Dados recentes do Ministério da Saúde mostram que a obesidade já se configura como um dos grandes desafios de saúde pública no Brasil. Atualmente, mais de 60% da população está acima do peso, e cerca de 25% vivem com obesidade, segundo estimativas da World Obesity Federation.
O problema também afeta crianças e adolescentes. Mais de uma em cada cinco pessoas entre 5 e 19 anos está com sobrepeso ou obesidade, o que, no Brasil, corresponde a cerca de 16,5 milhões de jovens. Especialistas reforçam a necessidade de prevenção e de hábitos mais saudáveis desde cedo.
Para falar sobre o tema, o médico André Martins participou do programa Agora 104 da FM Educativa MS 104.7 e respondeu aos principais questionamentos sobre a obesidade no país.
Epidemia global e causas da obesidade
Segundo André Martins, a obesidade pode ser considerada uma epidemia mundial e, no Brasil, a situação é preocupante. Entre as principais causas estão o sedentarismo, a alimentação inadequada e fatores sociais e econômicos que dificultam a adoção de hábitos saudáveis.
Ambiente influencia hábitos
O especialista ressalta que os ambientes onde as pessoas vivem, trabalham e estudam têm grande influência no risco de obesidade. “A urbanização, a disponibilidade de alimentos ultraprocessados e a falta de espaços para atividade física contribuem diretamente para o aumento de peso”, explica.
Medicamentos não são a solução
A busca por soluções rápidas, muitas vezes através de medicamentos, é intensa, mas Martins alerta: “Os remédios podem ajudar em casos específicos, mas não substituem mudanças de hábitos, alimentação equilibrada e prática regular de exercícios.”
Alimentação e poder aquisitivo
O poder aquisitivo também interfere na condição de sobrepeso. “Alimentos ultraprocessados geralmente são mais baratos e acessíveis.
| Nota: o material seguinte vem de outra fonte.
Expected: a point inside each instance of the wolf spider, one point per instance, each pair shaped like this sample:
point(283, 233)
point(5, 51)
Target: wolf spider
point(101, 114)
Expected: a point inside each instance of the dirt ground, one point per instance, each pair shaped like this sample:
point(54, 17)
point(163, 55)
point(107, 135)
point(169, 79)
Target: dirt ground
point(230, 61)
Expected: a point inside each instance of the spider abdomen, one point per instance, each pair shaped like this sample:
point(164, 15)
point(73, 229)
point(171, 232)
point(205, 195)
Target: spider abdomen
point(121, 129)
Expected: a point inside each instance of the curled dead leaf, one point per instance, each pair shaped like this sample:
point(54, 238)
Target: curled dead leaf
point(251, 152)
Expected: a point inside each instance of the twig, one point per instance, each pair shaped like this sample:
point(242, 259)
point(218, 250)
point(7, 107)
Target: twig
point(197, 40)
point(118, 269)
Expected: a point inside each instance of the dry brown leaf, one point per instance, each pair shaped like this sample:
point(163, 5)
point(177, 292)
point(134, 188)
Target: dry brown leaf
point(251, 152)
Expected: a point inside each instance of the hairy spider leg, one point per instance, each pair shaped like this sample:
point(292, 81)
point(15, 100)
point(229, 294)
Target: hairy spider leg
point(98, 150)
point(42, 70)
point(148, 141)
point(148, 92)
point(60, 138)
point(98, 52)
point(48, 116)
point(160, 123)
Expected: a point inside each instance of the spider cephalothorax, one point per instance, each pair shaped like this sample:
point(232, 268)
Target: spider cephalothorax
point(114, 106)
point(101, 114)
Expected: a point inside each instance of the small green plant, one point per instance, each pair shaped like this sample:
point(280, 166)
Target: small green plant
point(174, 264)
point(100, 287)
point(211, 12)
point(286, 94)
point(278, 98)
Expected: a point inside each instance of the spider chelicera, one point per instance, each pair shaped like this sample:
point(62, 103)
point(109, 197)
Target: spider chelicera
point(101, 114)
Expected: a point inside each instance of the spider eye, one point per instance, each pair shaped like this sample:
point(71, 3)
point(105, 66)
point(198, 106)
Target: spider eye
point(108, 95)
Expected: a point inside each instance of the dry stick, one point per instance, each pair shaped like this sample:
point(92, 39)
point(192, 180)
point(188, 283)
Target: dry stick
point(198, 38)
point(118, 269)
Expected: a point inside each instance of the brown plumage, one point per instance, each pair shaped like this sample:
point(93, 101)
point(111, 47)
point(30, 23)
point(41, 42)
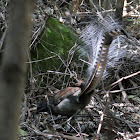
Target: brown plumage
point(71, 99)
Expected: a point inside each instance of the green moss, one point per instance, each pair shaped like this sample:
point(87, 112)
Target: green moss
point(55, 40)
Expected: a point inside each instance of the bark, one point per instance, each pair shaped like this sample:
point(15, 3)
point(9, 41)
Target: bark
point(13, 67)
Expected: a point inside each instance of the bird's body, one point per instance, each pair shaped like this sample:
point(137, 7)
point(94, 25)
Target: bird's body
point(67, 101)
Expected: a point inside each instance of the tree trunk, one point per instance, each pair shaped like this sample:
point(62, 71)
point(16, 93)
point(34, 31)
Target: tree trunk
point(13, 67)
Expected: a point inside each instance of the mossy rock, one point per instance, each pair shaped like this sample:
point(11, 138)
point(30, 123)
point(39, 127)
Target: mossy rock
point(55, 40)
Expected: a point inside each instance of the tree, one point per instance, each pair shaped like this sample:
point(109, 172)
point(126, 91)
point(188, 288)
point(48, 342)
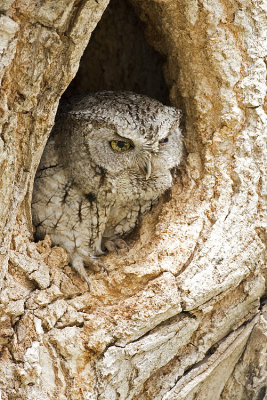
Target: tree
point(179, 316)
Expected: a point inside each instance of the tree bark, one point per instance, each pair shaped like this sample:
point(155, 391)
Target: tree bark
point(180, 315)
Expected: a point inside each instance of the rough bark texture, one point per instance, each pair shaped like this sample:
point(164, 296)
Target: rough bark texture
point(179, 316)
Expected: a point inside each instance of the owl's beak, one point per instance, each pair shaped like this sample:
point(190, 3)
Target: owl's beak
point(148, 169)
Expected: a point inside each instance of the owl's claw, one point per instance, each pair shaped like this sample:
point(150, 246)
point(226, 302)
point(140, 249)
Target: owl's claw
point(78, 263)
point(114, 245)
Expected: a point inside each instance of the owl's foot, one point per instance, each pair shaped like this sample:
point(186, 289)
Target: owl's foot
point(114, 245)
point(79, 262)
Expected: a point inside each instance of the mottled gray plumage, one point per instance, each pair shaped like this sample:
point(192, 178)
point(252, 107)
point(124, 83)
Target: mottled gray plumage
point(85, 192)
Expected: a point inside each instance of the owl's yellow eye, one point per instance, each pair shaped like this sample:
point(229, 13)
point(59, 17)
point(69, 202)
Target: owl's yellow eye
point(120, 145)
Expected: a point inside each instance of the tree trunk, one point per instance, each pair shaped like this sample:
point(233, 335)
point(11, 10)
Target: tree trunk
point(179, 316)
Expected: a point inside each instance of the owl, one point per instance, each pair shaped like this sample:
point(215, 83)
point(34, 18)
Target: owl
point(107, 161)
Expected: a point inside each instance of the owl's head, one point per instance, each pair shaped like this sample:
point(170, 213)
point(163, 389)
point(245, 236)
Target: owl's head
point(125, 132)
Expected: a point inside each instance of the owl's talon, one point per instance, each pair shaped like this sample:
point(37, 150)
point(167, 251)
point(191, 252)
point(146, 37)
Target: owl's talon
point(111, 246)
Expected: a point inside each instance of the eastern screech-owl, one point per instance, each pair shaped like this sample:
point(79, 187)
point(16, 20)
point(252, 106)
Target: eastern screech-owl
point(107, 161)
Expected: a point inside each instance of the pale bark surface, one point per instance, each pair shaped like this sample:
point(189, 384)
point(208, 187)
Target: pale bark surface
point(179, 316)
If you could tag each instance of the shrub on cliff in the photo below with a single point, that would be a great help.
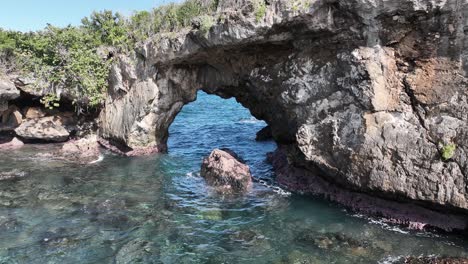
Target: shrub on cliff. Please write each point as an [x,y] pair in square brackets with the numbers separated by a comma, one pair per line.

É comum ver pessoas almoçando salgados com refrigerante, enquanto opções saudáveis custam mais caro e exigem planejamento”, afirma o médico.
Genética e obesidade
A genética pode influenciar o sobrepeso, mas não determina sozinho a obesidade. Fatores ambientais e comportamentais têm papel igualmente importante. “Mesmo indivíduos com predisposição genética podem manter um peso saudável com hábitos corretos desde a infância”, conclui Martins.
O cenário brasileiro reforça a urgência de políticas públicas, educação alimentar e incentivo à prática de atividades físicas, buscando reverter a tendência crescente da obesidade no país.